Although she echoes Trolice’s sentiments about expanding the definition of intimacy, Watson warns that physical touch in general can be as triggering as sex itself. “If a person associates physical touch with sex and sex with babies, touching them can make them think about the loss of the child,” she says.

Whether discussing sex or actually having it, the key for partners who have endured a miscarriage is that they acknowledge their ignorance of their partner’s triggers. Perhaps they were on the same page before the miscarriage, but the impact of loss is not predictable. That’s why Watson advises men and women to be prepared for unexpected emotions to come up when they decide to have sex again and to discuss that possibility directly beforehand, preparing to take a break during the act or break it off if it’s not working. Watson says that it can be helpful to remember that sex doesn’t have to end in an orgasm. Managing expectations to perform or to feel pleasure while managing loss is a juggling act.

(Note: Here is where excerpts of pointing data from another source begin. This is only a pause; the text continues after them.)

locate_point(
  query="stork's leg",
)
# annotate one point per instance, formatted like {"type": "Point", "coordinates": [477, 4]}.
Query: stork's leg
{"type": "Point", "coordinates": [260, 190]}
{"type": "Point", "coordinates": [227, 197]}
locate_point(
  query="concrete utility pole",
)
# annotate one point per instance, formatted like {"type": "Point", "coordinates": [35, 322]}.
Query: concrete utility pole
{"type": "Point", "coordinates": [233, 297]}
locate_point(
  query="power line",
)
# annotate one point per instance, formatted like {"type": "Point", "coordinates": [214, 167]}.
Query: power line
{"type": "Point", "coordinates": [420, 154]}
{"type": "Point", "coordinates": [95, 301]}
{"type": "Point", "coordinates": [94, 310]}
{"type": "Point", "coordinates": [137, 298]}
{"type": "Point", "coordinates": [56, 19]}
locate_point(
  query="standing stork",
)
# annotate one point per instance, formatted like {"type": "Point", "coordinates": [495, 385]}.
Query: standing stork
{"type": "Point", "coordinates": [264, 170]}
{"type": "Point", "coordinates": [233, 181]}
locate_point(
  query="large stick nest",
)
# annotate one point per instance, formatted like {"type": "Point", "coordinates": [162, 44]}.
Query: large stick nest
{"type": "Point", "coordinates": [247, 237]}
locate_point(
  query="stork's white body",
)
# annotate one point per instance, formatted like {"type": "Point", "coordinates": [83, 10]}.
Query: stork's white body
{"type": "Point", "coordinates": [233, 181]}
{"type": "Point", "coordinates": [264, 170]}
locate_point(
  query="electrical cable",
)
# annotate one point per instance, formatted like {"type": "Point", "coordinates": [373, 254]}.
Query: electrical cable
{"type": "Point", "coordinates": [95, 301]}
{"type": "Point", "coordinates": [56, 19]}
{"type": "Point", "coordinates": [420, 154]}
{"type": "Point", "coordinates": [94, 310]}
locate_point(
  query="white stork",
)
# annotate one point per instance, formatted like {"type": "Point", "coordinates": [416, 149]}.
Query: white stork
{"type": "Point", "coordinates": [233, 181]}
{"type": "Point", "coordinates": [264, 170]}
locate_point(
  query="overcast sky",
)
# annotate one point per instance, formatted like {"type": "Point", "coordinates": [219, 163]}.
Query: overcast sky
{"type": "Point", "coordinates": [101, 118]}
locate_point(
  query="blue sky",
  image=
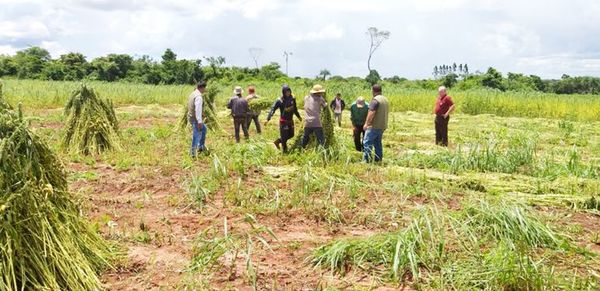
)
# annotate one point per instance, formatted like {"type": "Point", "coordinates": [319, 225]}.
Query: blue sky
{"type": "Point", "coordinates": [547, 38]}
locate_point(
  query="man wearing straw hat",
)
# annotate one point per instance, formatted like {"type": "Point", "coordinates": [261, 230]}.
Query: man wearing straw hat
{"type": "Point", "coordinates": [239, 111]}
{"type": "Point", "coordinates": [313, 104]}
{"type": "Point", "coordinates": [358, 115]}
{"type": "Point", "coordinates": [196, 120]}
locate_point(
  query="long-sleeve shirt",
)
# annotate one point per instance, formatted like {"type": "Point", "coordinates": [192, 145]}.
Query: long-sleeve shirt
{"type": "Point", "coordinates": [195, 106]}
{"type": "Point", "coordinates": [312, 110]}
{"type": "Point", "coordinates": [287, 109]}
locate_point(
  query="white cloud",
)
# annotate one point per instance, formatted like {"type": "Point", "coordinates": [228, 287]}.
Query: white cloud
{"type": "Point", "coordinates": [331, 31]}
{"type": "Point", "coordinates": [7, 50]}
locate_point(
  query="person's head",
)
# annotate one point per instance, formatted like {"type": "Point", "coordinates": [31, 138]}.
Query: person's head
{"type": "Point", "coordinates": [201, 86]}
{"type": "Point", "coordinates": [286, 91]}
{"type": "Point", "coordinates": [317, 90]}
{"type": "Point", "coordinates": [360, 102]}
{"type": "Point", "coordinates": [376, 90]}
{"type": "Point", "coordinates": [442, 91]}
{"type": "Point", "coordinates": [238, 91]}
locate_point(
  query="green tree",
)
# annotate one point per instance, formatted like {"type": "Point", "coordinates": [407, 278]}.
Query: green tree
{"type": "Point", "coordinates": [450, 80]}
{"type": "Point", "coordinates": [373, 77]}
{"type": "Point", "coordinates": [74, 65]}
{"type": "Point", "coordinates": [324, 73]}
{"type": "Point", "coordinates": [492, 79]}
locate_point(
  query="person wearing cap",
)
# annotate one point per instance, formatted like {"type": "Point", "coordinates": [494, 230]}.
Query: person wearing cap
{"type": "Point", "coordinates": [196, 120]}
{"type": "Point", "coordinates": [313, 103]}
{"type": "Point", "coordinates": [287, 109]}
{"type": "Point", "coordinates": [443, 108]}
{"type": "Point", "coordinates": [337, 106]}
{"type": "Point", "coordinates": [253, 115]}
{"type": "Point", "coordinates": [376, 124]}
{"type": "Point", "coordinates": [239, 111]}
{"type": "Point", "coordinates": [358, 115]}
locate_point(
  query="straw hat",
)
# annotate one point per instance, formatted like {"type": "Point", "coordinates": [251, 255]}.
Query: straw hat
{"type": "Point", "coordinates": [317, 89]}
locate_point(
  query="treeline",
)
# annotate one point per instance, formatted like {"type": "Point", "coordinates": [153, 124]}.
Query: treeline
{"type": "Point", "coordinates": [36, 63]}
{"type": "Point", "coordinates": [493, 79]}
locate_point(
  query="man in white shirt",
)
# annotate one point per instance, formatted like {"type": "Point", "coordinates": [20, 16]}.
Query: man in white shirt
{"type": "Point", "coordinates": [196, 120]}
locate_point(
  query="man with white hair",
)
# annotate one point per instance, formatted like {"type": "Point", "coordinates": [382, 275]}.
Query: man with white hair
{"type": "Point", "coordinates": [239, 111]}
{"type": "Point", "coordinates": [443, 108]}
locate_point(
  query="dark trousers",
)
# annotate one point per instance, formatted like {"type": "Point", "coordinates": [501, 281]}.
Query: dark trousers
{"type": "Point", "coordinates": [359, 135]}
{"type": "Point", "coordinates": [318, 131]}
{"type": "Point", "coordinates": [441, 130]}
{"type": "Point", "coordinates": [237, 123]}
{"type": "Point", "coordinates": [286, 132]}
{"type": "Point", "coordinates": [256, 123]}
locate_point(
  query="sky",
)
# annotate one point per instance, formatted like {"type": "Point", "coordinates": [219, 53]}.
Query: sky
{"type": "Point", "coordinates": [543, 37]}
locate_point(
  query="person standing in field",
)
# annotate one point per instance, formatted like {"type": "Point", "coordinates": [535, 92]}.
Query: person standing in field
{"type": "Point", "coordinates": [195, 118]}
{"type": "Point", "coordinates": [443, 108]}
{"type": "Point", "coordinates": [358, 116]}
{"type": "Point", "coordinates": [253, 115]}
{"type": "Point", "coordinates": [287, 109]}
{"type": "Point", "coordinates": [239, 111]}
{"type": "Point", "coordinates": [375, 125]}
{"type": "Point", "coordinates": [337, 106]}
{"type": "Point", "coordinates": [313, 103]}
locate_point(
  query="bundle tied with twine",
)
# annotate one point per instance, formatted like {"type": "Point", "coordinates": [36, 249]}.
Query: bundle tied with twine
{"type": "Point", "coordinates": [208, 110]}
{"type": "Point", "coordinates": [331, 145]}
{"type": "Point", "coordinates": [45, 244]}
{"type": "Point", "coordinates": [92, 125]}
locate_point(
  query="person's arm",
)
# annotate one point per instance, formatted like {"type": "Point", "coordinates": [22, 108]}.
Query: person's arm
{"type": "Point", "coordinates": [198, 105]}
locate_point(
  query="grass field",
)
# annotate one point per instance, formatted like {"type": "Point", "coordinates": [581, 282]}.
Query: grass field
{"type": "Point", "coordinates": [512, 204]}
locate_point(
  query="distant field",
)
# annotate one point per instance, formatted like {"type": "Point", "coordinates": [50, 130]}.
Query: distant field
{"type": "Point", "coordinates": [511, 205]}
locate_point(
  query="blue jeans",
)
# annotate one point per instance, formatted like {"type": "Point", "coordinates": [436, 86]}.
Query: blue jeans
{"type": "Point", "coordinates": [198, 139]}
{"type": "Point", "coordinates": [372, 140]}
{"type": "Point", "coordinates": [318, 133]}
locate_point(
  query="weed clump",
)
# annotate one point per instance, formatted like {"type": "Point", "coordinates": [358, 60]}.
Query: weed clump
{"type": "Point", "coordinates": [92, 125]}
{"type": "Point", "coordinates": [45, 244]}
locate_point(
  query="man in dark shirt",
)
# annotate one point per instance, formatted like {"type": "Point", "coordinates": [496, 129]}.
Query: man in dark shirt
{"type": "Point", "coordinates": [287, 109]}
{"type": "Point", "coordinates": [443, 108]}
{"type": "Point", "coordinates": [239, 111]}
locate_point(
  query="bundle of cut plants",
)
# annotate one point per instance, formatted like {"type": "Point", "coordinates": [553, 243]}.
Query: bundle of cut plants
{"type": "Point", "coordinates": [208, 110]}
{"type": "Point", "coordinates": [328, 133]}
{"type": "Point", "coordinates": [45, 244]}
{"type": "Point", "coordinates": [260, 104]}
{"type": "Point", "coordinates": [92, 125]}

There is no timetable for having sex again, but Trolice notes that if, after three months, a couple is still struggling with sex, then there might be a bigger problem. In this case, Trolice and Watson recommend counseling — not because of the lack of sex, but because of the lack of healing. Sex is not just a goal, it’s a stand-in — to a limited extent — for resolution.

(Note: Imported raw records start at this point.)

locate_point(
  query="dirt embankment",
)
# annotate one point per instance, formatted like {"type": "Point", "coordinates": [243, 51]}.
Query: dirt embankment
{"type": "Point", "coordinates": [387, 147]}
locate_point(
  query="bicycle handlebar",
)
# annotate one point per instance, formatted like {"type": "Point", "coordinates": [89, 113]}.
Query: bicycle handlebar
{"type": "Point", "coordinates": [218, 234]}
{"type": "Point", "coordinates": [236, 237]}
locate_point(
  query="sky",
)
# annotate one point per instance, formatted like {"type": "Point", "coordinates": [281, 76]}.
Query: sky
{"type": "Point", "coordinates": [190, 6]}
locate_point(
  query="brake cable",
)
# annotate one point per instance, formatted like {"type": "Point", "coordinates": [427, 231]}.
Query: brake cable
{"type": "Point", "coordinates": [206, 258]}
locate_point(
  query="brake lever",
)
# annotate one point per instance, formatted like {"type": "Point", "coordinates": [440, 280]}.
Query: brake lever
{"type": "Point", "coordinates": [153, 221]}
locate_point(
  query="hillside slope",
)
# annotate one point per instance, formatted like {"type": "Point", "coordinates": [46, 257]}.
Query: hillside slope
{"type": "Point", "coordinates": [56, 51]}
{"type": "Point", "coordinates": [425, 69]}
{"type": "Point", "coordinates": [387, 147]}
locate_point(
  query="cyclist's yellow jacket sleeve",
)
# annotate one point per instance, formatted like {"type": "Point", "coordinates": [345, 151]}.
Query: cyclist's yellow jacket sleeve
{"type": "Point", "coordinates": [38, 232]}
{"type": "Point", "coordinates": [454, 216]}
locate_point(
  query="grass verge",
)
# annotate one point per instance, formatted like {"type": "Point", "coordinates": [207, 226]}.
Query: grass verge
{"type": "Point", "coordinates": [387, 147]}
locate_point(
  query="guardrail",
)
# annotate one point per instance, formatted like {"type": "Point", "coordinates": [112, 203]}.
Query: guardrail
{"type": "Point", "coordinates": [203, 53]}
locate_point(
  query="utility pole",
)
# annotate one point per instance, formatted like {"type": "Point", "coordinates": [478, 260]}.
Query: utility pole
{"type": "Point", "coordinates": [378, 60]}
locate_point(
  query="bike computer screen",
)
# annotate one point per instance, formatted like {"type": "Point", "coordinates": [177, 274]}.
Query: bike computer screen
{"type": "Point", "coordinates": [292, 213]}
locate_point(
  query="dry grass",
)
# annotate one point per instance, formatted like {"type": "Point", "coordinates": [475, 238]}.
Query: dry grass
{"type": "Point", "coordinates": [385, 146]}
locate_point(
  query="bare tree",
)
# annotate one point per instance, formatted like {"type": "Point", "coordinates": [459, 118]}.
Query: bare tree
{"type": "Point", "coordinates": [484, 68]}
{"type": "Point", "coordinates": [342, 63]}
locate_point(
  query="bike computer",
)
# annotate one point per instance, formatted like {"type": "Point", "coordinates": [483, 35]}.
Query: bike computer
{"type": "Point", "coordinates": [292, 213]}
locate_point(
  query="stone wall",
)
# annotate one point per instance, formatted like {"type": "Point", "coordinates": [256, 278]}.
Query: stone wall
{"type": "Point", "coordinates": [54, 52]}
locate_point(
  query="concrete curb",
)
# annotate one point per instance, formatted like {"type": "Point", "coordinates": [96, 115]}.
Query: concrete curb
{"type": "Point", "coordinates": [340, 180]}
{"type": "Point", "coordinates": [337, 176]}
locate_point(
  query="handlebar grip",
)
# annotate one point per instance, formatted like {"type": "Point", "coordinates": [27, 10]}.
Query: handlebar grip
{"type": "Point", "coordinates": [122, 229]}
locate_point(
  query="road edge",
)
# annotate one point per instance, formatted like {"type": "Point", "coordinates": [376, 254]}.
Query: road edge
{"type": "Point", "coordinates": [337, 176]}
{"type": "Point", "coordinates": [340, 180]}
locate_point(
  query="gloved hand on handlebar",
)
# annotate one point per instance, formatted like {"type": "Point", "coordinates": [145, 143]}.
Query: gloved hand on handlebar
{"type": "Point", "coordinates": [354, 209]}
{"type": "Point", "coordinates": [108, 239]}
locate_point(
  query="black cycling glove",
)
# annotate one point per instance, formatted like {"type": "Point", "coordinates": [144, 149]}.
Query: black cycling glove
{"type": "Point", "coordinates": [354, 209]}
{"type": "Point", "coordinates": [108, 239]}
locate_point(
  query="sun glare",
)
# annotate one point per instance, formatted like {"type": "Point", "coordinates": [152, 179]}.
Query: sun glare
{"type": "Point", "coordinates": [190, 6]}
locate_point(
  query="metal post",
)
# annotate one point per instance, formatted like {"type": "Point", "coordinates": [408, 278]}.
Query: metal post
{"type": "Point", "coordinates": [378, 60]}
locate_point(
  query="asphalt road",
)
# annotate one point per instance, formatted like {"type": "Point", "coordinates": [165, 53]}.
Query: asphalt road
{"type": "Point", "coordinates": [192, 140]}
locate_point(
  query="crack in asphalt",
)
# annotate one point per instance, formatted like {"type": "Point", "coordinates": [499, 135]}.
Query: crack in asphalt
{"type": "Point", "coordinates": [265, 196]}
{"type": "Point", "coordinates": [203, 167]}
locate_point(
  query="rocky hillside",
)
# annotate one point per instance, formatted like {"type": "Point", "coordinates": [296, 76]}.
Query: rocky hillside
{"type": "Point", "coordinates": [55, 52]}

It’s important to note that every couple is different and there is no right way to deal with something as difficult as a miscarriage other than to be compassionate with yourself and partner, no matter what your experience is. For example, in their careers, Trolice and Watson have encountered many men who’ve taken the loss worse than their partners. Watson has also encountered gay couples who’ve miscarried through adoption and struggled with intimacy afterward as a result.

And if you and your partner don’t have any qualms about sex after miscarriage, that’s fine too. After her miscarriage, Watson says she was able to bounce back quickly. She became pregnant with her daughter not long after. “I don’t necessarily think my situation is super common, but I also know that miscarriage doesn’t look like any one thing for women,” she says. “There can be a range of experiences.”